The journey back was nothing short of a slog. Whilst crawling on my belly in water through Psycho Crawl, I chanced to see my watch peeping out from between my layers of rubber, "Oooh, tea time." I thought, "I bet all those nice people at the Old School House are sitting down to a lovely Lasagne, followed by delicious Apple Crumble and all washed down with a light Chianti or three. Mmmm, must be warm and cosy there right now. Still wouldn't swap places with any of them though." I grinned realising the depths of my own perversion. I pissed in my wetsuit to celebrate and let the feeling of sudden warmth lift my spirits. Once we arrived back at the start of the entrance series, known as the bottom of the main cave by most people, we had more chocolate and continued out.
Gradually as we undid the passage we had done that morning my body began to fail, knees, elbows, shoulders and then finally brain.
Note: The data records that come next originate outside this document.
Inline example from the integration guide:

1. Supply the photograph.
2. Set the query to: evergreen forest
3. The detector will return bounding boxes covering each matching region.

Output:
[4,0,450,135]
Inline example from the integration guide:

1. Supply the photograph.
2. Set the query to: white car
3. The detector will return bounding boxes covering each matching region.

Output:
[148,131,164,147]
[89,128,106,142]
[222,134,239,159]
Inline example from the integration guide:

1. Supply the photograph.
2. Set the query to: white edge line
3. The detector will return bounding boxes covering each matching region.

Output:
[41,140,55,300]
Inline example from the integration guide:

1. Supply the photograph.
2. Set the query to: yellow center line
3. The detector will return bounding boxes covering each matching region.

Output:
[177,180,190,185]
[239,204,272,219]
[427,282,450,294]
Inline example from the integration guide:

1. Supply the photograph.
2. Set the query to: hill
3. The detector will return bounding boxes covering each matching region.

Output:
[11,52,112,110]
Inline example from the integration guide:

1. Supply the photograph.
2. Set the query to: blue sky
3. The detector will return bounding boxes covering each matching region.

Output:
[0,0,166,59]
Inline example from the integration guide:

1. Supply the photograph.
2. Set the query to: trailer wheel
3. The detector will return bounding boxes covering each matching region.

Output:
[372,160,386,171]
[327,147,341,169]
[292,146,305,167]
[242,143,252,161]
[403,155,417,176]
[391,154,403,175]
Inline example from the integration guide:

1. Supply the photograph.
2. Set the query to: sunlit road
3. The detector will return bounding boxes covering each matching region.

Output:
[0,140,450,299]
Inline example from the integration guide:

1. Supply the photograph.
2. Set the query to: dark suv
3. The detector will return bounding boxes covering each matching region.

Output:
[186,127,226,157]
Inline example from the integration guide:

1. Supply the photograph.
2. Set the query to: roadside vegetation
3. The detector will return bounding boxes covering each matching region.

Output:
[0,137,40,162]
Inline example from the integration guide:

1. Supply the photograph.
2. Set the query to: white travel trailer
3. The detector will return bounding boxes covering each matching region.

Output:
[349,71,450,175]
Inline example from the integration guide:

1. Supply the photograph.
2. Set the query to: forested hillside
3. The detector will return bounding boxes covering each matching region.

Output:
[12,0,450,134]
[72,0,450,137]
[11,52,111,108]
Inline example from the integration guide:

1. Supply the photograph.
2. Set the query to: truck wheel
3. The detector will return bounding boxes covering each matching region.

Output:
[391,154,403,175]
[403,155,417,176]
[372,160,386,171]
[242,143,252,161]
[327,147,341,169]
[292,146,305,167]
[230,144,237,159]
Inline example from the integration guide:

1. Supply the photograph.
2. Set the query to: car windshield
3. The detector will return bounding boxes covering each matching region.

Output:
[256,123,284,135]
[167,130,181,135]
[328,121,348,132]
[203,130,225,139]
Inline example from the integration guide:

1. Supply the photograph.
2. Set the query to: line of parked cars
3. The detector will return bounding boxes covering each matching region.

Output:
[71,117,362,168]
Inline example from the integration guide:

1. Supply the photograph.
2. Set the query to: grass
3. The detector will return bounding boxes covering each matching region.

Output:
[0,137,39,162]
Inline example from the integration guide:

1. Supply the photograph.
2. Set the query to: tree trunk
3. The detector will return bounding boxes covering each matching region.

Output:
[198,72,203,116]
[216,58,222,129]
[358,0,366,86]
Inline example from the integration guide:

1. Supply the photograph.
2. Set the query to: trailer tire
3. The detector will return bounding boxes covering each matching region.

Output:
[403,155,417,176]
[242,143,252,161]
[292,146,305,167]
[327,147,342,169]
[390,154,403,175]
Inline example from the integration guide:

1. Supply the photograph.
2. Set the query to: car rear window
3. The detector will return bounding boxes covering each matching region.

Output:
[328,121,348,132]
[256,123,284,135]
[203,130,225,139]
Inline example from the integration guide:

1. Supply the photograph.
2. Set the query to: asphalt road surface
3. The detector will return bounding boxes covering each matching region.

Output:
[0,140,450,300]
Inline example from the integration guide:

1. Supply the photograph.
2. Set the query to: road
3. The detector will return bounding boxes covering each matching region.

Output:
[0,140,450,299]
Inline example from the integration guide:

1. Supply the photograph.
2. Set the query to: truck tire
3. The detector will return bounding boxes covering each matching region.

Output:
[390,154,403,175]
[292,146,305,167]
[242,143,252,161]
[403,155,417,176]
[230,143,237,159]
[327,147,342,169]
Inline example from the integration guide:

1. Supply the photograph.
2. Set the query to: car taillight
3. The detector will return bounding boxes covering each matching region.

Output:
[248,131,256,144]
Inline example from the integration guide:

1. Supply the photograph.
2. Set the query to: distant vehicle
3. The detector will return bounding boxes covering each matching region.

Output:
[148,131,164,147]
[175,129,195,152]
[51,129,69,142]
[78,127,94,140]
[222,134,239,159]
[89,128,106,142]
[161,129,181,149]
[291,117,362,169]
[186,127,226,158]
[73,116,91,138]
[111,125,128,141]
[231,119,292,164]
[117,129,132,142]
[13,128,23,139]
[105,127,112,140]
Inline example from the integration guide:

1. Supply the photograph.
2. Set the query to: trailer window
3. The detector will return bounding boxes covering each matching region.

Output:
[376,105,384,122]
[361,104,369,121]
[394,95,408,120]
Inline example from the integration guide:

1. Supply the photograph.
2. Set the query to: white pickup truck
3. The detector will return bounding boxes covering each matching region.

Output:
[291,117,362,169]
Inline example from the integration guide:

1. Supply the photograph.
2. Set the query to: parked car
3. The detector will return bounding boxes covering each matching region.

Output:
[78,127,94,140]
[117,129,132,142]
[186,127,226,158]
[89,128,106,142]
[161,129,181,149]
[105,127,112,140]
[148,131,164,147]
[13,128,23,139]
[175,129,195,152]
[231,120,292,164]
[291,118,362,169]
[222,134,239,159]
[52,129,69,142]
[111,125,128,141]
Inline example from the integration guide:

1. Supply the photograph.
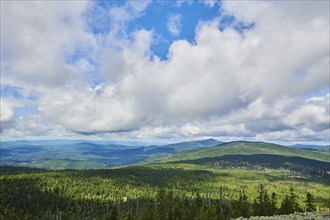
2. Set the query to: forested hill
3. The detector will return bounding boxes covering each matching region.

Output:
[160,141,330,162]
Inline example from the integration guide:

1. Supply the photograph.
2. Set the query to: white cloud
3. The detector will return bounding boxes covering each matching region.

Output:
[167,14,182,36]
[1,1,329,141]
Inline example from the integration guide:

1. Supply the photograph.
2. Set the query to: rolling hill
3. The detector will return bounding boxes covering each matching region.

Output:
[161,141,330,162]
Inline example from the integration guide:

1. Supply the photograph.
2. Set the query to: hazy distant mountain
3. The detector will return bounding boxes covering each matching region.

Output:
[290,144,330,150]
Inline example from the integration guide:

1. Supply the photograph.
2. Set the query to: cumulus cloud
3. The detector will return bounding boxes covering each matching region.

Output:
[167,14,182,36]
[1,1,330,141]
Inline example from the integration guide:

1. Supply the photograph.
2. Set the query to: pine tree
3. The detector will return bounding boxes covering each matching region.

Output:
[305,192,316,212]
[270,192,277,215]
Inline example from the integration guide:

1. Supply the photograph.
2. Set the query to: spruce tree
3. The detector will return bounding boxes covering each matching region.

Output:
[305,192,316,212]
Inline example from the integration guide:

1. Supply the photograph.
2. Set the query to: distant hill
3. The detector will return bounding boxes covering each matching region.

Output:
[290,144,330,150]
[0,139,222,169]
[161,141,330,162]
[145,138,224,152]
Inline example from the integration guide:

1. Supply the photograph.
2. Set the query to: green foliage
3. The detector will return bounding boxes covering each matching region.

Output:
[0,164,329,220]
[305,192,316,212]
I was wrecked. Pete had waited for me at the end of the long crawl and caught up on some sleep. I left the cave 12 hours after we had entered, utterly knackered but fantastically high... I knew where we had been is considered to be a contender for the hardest trip in the country by some. Quaking may be technically and psychologically hard to the uninitiated, but with practice must become much easier. That ain't ever going to happen to the Extensions, it will always be a physical grind of unequalled proportions. Very few people have been on tourist trips to the end, so one big fat tick in the guide book, a possibility to dig the choke at the bitter end and in the words of a limited edition ULSA T-shirt: "Psycho Crawl is a Sunday stroll, I've been Too Long Gone!"